When Does Localization Become Deepfake?

A few weeks ago, I saw a video of an American CEO speaking Japanese. His lips formed the Japanese words. His voice sounded like his voice. The gestures matched. Everything fit, except for one detail: He doesn’t speak Japanese.

The industry calls this “lip-sync translation” and celebrates it as a breakthrough in localization. One speaker, one video, a hundred languages. Every version looks as if the person spoke that language. It gets described as an efficiency gain and a way to break down cultural barriers.

I see something different. I see a person forming words they never said.
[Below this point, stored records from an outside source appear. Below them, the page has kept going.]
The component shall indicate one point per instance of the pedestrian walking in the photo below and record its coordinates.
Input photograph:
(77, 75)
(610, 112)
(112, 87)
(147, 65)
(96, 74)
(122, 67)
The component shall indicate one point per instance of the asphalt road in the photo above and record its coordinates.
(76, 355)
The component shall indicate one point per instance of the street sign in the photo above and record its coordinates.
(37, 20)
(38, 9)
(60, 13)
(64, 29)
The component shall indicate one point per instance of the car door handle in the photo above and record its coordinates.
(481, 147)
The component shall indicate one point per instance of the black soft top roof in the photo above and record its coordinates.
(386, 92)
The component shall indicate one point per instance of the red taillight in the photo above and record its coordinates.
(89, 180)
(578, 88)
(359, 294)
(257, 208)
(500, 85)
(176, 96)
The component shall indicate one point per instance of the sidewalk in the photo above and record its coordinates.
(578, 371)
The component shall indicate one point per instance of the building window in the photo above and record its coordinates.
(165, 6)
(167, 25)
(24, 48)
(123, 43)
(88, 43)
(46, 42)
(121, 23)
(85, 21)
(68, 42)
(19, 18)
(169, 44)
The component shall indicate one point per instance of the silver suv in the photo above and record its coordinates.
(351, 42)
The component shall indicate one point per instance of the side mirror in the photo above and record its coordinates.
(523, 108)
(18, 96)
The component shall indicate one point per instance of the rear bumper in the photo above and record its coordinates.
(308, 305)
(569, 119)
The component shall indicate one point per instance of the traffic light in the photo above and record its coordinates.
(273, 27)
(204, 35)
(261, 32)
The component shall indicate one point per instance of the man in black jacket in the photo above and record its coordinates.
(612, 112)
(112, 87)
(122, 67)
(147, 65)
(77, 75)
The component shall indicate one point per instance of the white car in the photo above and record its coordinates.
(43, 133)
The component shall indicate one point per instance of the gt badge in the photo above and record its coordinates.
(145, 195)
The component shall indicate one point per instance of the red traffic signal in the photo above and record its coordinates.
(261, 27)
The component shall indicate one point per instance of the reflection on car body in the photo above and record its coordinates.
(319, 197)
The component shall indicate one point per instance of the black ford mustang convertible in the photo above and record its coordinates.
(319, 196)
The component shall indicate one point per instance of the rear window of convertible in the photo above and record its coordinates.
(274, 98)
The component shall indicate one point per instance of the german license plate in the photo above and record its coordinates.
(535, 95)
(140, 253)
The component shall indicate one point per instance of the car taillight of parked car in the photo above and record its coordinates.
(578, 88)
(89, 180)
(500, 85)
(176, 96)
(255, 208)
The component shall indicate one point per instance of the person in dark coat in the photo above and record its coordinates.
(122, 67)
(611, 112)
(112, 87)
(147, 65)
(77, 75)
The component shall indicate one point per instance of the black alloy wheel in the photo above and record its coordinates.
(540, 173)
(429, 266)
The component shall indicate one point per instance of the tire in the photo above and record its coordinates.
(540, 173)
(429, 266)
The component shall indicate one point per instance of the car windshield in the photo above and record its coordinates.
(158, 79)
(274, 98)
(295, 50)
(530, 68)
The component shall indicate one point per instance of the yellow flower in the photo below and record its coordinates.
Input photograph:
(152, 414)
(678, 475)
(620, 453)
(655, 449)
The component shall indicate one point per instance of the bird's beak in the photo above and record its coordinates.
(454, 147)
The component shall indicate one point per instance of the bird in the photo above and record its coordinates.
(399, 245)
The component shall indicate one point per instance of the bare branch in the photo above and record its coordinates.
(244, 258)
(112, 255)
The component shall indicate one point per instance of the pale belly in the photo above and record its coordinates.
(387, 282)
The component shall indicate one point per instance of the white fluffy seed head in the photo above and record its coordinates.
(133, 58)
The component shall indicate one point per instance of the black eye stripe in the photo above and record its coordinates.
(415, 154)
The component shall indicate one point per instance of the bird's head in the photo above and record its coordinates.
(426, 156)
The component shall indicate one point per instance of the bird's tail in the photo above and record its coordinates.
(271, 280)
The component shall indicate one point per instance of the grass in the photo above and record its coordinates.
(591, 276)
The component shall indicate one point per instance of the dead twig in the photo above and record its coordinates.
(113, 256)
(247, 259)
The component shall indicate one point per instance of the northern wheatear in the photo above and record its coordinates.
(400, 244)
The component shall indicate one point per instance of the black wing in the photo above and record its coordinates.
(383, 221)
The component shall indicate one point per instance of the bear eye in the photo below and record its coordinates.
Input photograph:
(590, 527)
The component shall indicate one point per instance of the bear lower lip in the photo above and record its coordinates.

There’s a word for that. It’s called deepfake. But nobody uses that word in this context. Instead: localization, personalization, scaling. Technical terms for a process that, when you describe it instead of label it, sounds like this: An artificial intelligence alters the face of a real person so that they say something they never said, in a language they don’t speak.

The difference between localization and forgery isn’t in the technology. It’s in the intent. And in the transparency.

If I know the video was translated, it’s a tool. If I don’t know, it’s a lie. The question is: How many viewers will know?

Nobody addresses this. The benefit gets described and the question gets skipped. But the question is everything.

As a society, we agreed that a person’s words belong to that person. When someone says something in an interview, it’s a quote. It can be verified. It can be disputed. It can be placed in context. But it was said.

What happens to this agreement when words are synthetic? When a politician says something in a video that is lip-synced and voice-matched but never actually happened? The technology is the same. The application is different. But the boundary between them isn’t a line. It’s fog.

The implicit argument is that intent makes the difference. A company that has its CEO speak in twenty languages doesn’t want a forgery. It wants reach. Agreed. But the technology that makes this possible can do both. And it will do both.

I think about translation the way I know it. A good translator takes a thought and finds a way to express the same thought in another language. The result sounds different from the original. It has to sound different, because the language is different. This difference is honest. It says: This is a translation. Someone made this accessible for you, but it comes from somewhere else.

Lip-sync translation removes this difference. It removes the signal that you’re looking at a translation. The video looks like an original. The translation makes itself invisible. And a translation that makes itself invisible is something other than a translation.

The technology is impressive. The use cases are real. But when you talk about localization and the word deepfake doesn’t appear once, you’ve made a choice. You’ve chosen not to talk about it.

The question of when a translation becomes a forgery has no simple answer. But not asking it has a very clear meaning: It’s inconvenient for what you’re trying to sell.

When exactly does it tip? When does a useful tool become a weapon? The technology can’t answer that. The industry won’t answer it. Who’s supposed to, then?